Gabrielle Bossis: A wealthy French-woman who wrote one of the boldest works of Catholic spirituality: He and I (Editions Paulines, 1969), in which she ‘channels’ Jesus Christ himself. Christ’s words of inspiration and comfort are–this is France!–charming and flirtatious.

Mary Daly: This pioneer firebrand feminist’s rethinking of theology is a mind-blowing assault on patriarchy–and a gripping meditation on how gendered our culture’s ‘universal’ claims to truth can be. Start with Beyond God the Father (Beacon, 1985).

Frances Densmore: A white anthropologist, and one of the great early recorders of Native American spirituality. Chippewa Music (Smithsonian Institution Bureau of American Ethnology, 1910) contains beautiful translations and perceptive discussions of sacred songs, including the Sun Dance liturgy.

Maya Deren: The tempestuous godmother of American avant-garde film was also an initiate of Haitian voudoun (voodoo), and her Divine Horsemen (McPherson & Co, 1985) is a poetic account of this African-rooted religion.

Toyohiko Kagawa: A Japanese Protestant novelist, poet, and activist, world-famous before World War II. William Axling’s Kagawa (Harper and Brothers, 1932) covers his life of devotion to the poor of urban Japan and includes excerpts from his writings on the unbreakable links between social justice and Christianity.

Rabi’a: The leading female Sufi saint was born in 717 and in a long life of writing prayers and poems made an indelible contribution to Islamic mysticism. Rabi’a by Margaret Smith (Oneworld, 1994) is a biography with selections from Rabi’a’s writings.

Joseph Soloveitchik: This contemporary rabbi’s Halakhic Man (Jewish Publication Society, 1984) is a brilliant reflection on the truths of traditional, nonmystical Judaism and a revelation of how life-affirming the Jewish Law is.

Saint Symeon, the New Theologian: A 10th-century Greek Orthodox spiritual master defined hesychasm, a method of communion with God that has some affinities with yoga.
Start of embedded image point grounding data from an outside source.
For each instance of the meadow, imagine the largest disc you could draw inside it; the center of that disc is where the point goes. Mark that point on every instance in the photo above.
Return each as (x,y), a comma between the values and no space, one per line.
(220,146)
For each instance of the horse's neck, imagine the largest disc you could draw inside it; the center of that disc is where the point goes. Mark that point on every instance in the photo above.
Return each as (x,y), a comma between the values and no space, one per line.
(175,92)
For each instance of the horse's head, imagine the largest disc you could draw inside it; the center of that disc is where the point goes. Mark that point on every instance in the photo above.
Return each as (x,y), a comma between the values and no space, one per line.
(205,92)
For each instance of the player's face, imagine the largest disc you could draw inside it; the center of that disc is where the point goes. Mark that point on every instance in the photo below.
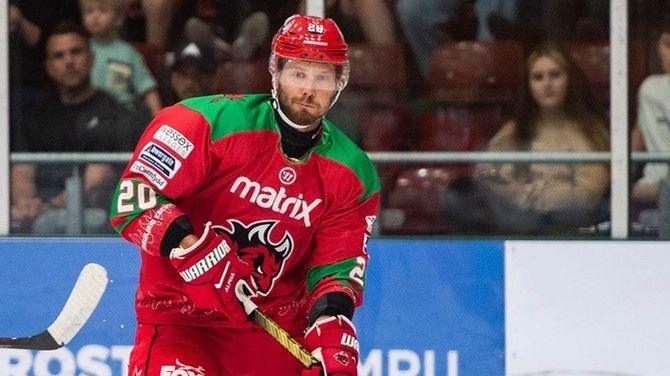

Read him in Symeon, The New Theologian: The Discourses (Paulist Press, 1980), translated by C.J. De Catanzano.

Rabindranath Tagore: This Nobel Prize-winning poet-dramatist-philosopher’s idiosyncratic Hinduism epitomized Eastern wisdom for the West at the turn of the 20th century. Sample his vast output in Rabindranath Tagore: An Anthology (Griffin, 1999), edited by Krishna Dutta and Andrew Robinson.

Yuan Hung-tao: Enjoy this witty 16th-century Chinese poet’s self-ironic meditations on the difficulties of the Zen life in Pilgrim of the Clouds: Poems and Essays by Yuan Hung-tao and His Brothers (Weatherhill, 1978).